RODOLPHO MOTTA LIMA* – DIRETO DA REDAÇÃO
Eu pretendia, nesta semana, mudar de assunto, fugindo às coisas do ensino e da Educação. Afinal, no mundo e no país, há muitos acontecimentos que são um convite à opinião e ao debate. Motivado, porém, pelos recentes dados disponibilizados pelo ENEM, continuo no tema.
Disraeli, primeiro-ministro britânico na segunda metade do século XIX, disse, certa vez, que "há três espécies de mentiras: mentiras, mentiras deslavadas e estatísticas". Lembrei-me disso a propósito do tratamento que se está dando aos referidos dados, em função de diferentes pontos de vista e interesses. Por um lado , o Governo, sem deixar de reconhecer os problemas da área, destaca a pequena melhoria que os números traduzem e assevera que se encontram dentro das metas previstas no Plano Nacional de Educação (PNE). Por outro lado, a grande mídia – como sempre, destituída da isenção que a deveria caracterizar – aproveita os resultados para dele retirar apenas as ilações negativas, sempre com os objetivos nada disfarçados de demonizar o Governo e suas ações.

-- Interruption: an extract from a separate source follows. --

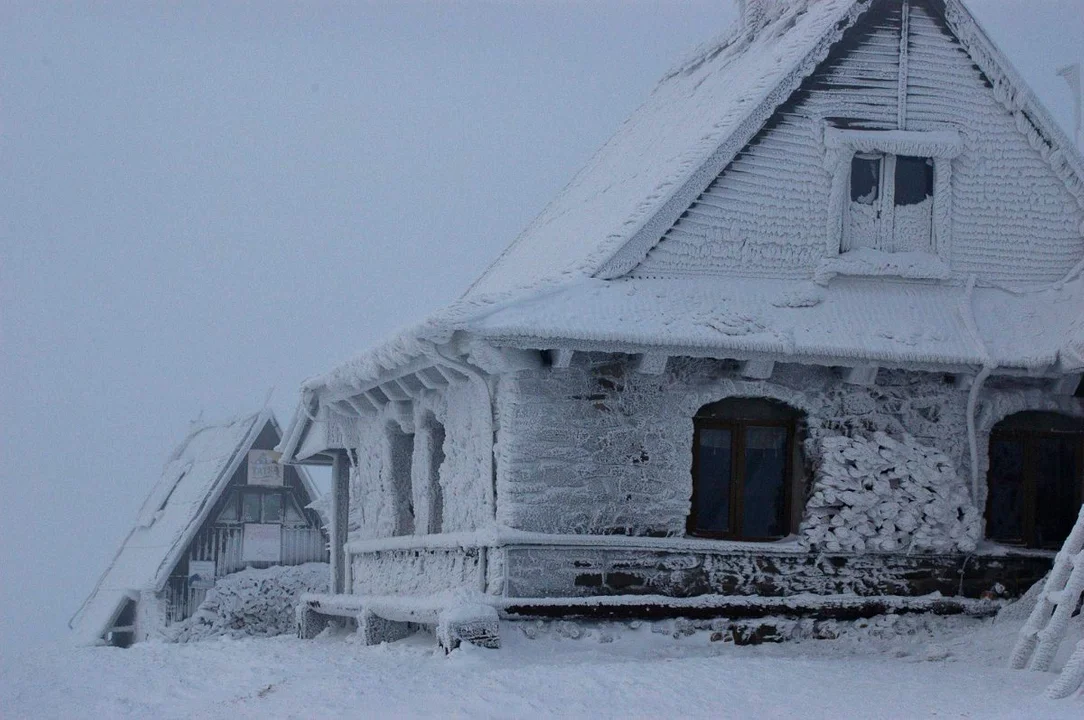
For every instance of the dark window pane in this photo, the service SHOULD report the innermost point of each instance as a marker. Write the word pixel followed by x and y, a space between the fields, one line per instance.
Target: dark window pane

Penso que a oposição midiática, no afã de construir suas críticas, deliberadamente mistura laranjas e bananas ao promover comparações inadequadas e manipula os números “selecionando” o que convém aos seus propósitos. Bem ao gosto de Disraeli. Apesar disso, deve-se reconhecer que o que foi divulgado pelo MEC – com transparência, diga-se, digna de aplausos – traduz, no geral, uma indesejável realidade, que nos permite aferir a quantas anda o ensino entre nós, particularmente o ensino médio, de que tratam os dados do ENEM.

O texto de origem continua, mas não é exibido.